Quotes & Jokes by Demetri Martin / page 10

538 quotes

What's this about rice milk? I didn't even know rice had nipples!

I've learned something on the road, traveling around: state shapes. The easier it is to draw the shape of the state, the harder it is to live in that state. So, if you live in a regular polygon, get the hell outta there. You gotta move to a squiggly area. Culture's attracted to squiggles.

I live in New York and there are a lot of famous... pizzerias in my neighborhood, it's really hard to find one that isn't famous. Which sucks sometimes, you know what I mean, sometimes I don't want all that glitz and glamour, I just want something delicious, you know? I don't need a celebrity in my mouth, "Ray's Up And Coming Pizza" would be fine.

I wanna see a snake eat spaghetti.

To look like you are a real sports fan, when there is a game on TV just yell, "Oh, come on!" every now and then at the TV.

Some authors write in first person and others write in third person. But I'm writing my book in fifth person, so every sentence starts out with: 'I heard from this guy who told somebody....'

You always hear about the guy who was raised by wolves. You never hear about the guy who was raised by the guy who was raised by wolves. The problem is, you have a non-wolf imparting wolf teachings.

I like to use 'I Can't Believe it's Not Butter' on my toast in the morning, because sometimes when I eat breakfast, I like to be incredulous. How was breakfast? Unbelievable.
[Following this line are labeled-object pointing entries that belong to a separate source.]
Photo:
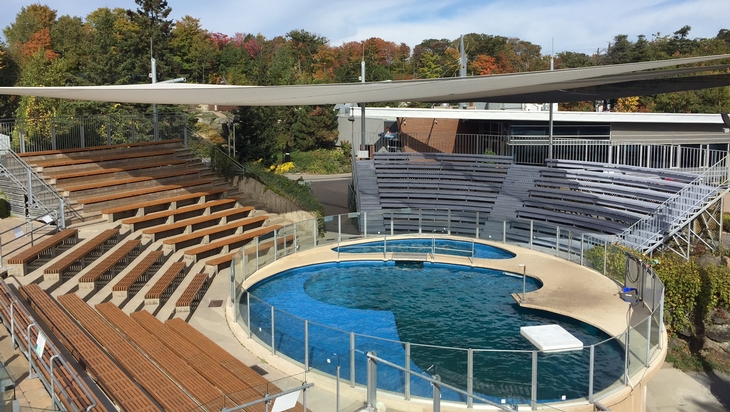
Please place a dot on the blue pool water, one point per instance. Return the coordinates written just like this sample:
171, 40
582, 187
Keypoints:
386, 303
440, 246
I saw a dog wearing a sweater and I thought that looked ridiculous 'cause dogs don't have arms. If you're going to put clothes on the dog, you should put two pairs of pants on it.
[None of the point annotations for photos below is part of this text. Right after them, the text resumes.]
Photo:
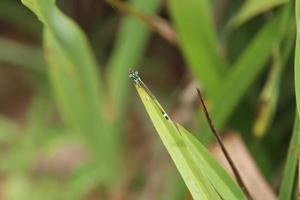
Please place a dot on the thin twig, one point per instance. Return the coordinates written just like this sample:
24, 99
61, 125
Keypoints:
224, 150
They say that you can tell man apart from other animals by his ability to reason. I think you could also go by last names. What’s his name? Patches? Patches what? That’'s a dog. Don’'t waste my time.”
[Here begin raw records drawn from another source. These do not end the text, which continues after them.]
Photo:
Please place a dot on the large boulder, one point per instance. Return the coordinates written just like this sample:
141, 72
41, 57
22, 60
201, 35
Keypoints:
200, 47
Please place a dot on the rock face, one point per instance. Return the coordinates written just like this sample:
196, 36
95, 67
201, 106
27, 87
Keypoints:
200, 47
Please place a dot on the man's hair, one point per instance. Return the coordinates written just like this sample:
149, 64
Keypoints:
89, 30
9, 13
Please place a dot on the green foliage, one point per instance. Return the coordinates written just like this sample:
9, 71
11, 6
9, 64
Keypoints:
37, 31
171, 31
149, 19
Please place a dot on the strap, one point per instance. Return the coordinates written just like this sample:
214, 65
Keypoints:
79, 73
There’s a very fine line between giving someone the Heimlich maneuver and dry-humping a stranger.

I was stuck in traffic and I looked in the mirror and in the car behind me there was a couple having a horrible argument, and right below their image it said "Objects In Mirror Are Closer Than They Appear". I just thought, man I hope so because she was pretty mad.

My plumbing is all screwed up. Because it turns out, I do not own a garbage disposal.

I was driving down the highway and I saw a sign that said: Live Nude Girls. And I was thinking, you probably don't need the 'live.' I wasn't even thinking about the girls' mortality until you brought it up.

I like the beach. I like to get there really early before everyone else shows up and take like thirty bottles with notes in them and throw them into the water. Then I wait for everyone to come to the beach and when someone goes to pick up one of the bottles, I go up behind them because when they open it there’s a note saying ‘I’m standing right behind you.’